FirstBlood-#725Vaccine Login is vulnerable to SQLi
This issue was discovered on FirstBlood v2.0.0 (issues patched)



On 2021-10-27, buraaq Level 2 reported:

Hello zseano,

Summary

POST-based SQLi on /vaccination-manager/login.php.

As spraying common username, I observed that username other that admin give User does not exist but for admin it says Invalid username or password. This confirms that username : admin exists.

Further spraying default password and sqli characters, I got an DB error when we insert ' (single quote).

Steps to reproduce
  1. Goto the endpoint /vaccination-manager/login.php, intercept in burp
  2. Send the request to repeater.
  3. Now in body input admin as username and payload as password username=admin&password='%20or%20'1'%3d'1
  4. Send the request, now you see the 302 status code with vaccination_manager cookie.
  5. Using cookie login as admin into vaccine portal.

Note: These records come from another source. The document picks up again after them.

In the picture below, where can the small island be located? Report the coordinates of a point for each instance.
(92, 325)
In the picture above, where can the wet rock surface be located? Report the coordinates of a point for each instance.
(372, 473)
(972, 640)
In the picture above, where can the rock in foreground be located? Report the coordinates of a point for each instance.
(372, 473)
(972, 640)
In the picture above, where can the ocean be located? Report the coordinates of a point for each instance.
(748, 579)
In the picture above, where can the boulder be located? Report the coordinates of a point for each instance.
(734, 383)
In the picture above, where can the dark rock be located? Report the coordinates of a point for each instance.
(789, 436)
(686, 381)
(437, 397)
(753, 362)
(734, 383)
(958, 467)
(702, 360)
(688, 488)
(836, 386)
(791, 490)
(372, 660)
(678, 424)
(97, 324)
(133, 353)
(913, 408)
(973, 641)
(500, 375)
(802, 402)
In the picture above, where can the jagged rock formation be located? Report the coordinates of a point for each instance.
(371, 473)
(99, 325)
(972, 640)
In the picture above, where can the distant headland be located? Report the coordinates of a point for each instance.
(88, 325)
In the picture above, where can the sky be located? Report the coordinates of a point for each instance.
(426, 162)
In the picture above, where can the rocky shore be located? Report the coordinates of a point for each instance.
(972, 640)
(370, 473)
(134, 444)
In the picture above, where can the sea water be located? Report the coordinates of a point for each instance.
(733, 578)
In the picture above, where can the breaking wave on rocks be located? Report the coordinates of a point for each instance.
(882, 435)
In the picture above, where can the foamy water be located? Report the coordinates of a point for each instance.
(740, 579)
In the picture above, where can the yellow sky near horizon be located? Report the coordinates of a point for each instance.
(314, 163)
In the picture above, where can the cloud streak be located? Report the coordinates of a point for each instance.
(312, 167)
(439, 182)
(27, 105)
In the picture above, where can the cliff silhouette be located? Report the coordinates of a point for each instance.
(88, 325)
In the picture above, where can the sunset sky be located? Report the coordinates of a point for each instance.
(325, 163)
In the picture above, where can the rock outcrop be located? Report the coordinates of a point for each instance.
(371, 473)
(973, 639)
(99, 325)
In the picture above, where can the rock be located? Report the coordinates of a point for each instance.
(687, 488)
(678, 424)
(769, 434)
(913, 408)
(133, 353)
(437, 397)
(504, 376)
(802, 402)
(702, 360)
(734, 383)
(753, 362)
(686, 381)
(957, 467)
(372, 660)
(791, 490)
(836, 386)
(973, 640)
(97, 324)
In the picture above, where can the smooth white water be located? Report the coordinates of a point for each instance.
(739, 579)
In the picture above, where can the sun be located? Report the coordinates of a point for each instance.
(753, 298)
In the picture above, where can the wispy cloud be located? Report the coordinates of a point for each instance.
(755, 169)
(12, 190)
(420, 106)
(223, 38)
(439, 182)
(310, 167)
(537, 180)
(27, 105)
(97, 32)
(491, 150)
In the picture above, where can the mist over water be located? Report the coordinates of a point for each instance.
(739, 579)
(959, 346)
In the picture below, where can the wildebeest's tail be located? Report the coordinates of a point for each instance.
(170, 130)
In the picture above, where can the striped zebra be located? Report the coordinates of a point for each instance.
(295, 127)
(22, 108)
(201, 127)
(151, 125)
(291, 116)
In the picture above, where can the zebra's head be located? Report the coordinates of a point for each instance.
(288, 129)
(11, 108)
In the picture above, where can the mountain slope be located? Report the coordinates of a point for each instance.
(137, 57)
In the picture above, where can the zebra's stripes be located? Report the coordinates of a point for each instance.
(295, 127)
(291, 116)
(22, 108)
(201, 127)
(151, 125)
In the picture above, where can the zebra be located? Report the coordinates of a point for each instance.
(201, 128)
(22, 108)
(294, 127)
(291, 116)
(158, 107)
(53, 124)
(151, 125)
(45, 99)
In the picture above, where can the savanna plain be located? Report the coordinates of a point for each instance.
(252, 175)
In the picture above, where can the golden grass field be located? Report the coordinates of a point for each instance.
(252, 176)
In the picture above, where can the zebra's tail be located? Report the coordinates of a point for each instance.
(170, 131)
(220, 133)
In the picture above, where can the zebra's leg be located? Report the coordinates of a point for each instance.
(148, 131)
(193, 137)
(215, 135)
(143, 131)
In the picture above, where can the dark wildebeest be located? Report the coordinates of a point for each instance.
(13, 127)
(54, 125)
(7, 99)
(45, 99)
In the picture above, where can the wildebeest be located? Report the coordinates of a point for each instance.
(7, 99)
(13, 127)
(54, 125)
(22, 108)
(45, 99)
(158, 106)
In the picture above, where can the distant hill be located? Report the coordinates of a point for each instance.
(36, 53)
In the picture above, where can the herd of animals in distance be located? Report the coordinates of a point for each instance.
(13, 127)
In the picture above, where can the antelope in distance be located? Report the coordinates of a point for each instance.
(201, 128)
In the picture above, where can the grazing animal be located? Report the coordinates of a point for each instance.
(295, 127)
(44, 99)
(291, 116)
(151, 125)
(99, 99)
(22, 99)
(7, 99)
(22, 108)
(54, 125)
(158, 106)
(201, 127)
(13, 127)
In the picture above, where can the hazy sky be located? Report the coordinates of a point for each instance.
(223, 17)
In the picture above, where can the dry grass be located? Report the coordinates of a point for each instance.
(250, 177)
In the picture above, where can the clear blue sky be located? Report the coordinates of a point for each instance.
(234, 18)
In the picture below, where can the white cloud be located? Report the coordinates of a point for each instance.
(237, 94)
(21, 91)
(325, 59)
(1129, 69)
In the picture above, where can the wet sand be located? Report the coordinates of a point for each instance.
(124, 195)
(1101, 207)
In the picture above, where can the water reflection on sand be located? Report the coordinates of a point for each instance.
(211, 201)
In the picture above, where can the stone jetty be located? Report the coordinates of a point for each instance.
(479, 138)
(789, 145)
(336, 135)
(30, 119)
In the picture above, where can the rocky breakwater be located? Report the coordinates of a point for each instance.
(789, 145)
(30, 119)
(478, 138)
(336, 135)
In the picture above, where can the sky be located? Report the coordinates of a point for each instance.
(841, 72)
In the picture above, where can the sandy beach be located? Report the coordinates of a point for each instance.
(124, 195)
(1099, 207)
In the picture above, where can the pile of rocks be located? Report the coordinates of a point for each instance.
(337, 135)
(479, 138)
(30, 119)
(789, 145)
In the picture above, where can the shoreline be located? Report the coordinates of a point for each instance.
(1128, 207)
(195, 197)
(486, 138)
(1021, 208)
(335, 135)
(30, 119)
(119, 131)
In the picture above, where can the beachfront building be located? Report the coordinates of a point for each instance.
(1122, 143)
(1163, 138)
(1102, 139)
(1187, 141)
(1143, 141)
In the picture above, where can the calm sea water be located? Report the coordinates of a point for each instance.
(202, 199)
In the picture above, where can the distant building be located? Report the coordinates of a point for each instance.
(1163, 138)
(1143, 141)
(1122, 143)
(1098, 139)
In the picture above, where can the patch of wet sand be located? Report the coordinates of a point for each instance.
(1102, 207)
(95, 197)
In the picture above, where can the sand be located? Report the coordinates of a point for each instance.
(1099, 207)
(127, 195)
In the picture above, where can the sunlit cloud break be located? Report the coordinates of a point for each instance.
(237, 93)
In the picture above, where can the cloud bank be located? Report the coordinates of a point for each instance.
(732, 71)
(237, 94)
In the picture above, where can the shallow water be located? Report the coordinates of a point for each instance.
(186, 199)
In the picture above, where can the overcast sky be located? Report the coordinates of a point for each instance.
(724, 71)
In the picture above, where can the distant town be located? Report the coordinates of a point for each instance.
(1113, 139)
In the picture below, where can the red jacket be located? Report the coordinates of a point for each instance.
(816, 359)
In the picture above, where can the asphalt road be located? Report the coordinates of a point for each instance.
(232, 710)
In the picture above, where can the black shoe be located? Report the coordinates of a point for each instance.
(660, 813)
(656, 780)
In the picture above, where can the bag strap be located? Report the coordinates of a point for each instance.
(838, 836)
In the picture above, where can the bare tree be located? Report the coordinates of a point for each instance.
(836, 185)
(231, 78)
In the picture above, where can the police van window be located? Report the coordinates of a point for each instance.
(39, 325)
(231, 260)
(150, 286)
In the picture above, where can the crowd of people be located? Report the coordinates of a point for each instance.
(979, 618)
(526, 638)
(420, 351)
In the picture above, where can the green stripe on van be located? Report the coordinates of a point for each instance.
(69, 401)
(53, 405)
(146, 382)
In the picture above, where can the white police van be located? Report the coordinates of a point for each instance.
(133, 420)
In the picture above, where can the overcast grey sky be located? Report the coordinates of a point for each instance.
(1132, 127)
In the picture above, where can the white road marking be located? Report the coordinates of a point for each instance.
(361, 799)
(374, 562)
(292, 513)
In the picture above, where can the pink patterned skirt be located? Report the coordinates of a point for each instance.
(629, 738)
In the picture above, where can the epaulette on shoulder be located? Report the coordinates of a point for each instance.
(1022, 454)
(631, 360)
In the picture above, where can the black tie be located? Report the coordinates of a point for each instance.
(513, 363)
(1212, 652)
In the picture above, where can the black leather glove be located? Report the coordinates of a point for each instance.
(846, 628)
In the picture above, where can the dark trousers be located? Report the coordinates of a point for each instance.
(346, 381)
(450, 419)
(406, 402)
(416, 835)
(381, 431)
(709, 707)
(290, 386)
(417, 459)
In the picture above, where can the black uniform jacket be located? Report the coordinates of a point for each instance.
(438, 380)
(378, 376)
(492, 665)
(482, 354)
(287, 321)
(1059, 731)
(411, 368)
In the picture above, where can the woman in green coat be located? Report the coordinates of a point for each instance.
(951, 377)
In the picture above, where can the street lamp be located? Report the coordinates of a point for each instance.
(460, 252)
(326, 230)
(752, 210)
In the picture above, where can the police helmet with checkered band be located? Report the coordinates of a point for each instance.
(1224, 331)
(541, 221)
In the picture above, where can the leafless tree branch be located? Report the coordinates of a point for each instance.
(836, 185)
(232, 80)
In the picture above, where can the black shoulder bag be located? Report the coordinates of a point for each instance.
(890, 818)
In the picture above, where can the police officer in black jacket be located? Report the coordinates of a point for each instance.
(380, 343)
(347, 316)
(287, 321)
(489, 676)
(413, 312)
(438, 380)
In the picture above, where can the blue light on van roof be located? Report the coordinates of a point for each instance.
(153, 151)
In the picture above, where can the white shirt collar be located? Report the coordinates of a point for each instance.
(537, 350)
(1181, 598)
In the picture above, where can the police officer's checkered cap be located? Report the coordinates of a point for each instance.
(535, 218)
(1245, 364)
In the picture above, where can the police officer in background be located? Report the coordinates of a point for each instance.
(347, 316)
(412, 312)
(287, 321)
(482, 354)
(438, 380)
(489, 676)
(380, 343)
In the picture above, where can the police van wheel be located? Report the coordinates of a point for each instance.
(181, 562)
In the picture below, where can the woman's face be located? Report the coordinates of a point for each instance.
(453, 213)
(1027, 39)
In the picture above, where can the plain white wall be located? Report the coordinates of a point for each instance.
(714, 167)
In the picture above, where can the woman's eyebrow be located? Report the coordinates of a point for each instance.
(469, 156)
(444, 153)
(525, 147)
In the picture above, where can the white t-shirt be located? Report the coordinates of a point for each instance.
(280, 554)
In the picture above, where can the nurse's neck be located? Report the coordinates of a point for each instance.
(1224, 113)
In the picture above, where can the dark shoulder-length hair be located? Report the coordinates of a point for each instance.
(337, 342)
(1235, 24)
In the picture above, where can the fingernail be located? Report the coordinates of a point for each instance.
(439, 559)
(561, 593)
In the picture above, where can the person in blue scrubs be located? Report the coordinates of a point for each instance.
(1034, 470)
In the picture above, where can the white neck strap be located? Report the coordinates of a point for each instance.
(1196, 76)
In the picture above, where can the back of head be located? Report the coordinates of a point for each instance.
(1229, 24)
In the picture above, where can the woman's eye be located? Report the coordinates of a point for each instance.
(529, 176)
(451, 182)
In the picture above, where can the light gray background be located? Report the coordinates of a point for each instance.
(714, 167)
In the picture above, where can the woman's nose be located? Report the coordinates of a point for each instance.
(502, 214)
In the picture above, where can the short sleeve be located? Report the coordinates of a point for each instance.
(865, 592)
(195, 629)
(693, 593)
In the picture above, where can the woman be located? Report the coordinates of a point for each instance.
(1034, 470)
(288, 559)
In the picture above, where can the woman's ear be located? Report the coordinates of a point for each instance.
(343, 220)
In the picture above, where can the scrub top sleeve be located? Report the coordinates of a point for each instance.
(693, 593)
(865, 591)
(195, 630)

Using SQLmap we can dump complete database. I have dumped the username and password of vaccine manager - using this command :)

sqlmap -u "https://fab105cd1ac9-buraaq.a.firstbloodhackers.com/vaccination-manager/login.php" --data "username=admin&password=*" --dump -D firstblood -T vaccination_managers -C id,username,password

POC

Impact

An attacker can use SQL injection to bypass a web application's authentication and authorization mechanisms and retrieve the contents of an entire database. SQLi can also be used to add, modify and delete records in a database, affecting data integrity.

Kind Regards,

buraaqsec

P1 CRITICAL

Endpoint: /vaccination-manager/login.php

Parameter: password

Payload: ' or 1'='1


FirstBlood ID: 30
Vulnerability Type: SQL Injection

There is an SQL injection on the vaccination management portal login page which results in the user being able to login as the administrator.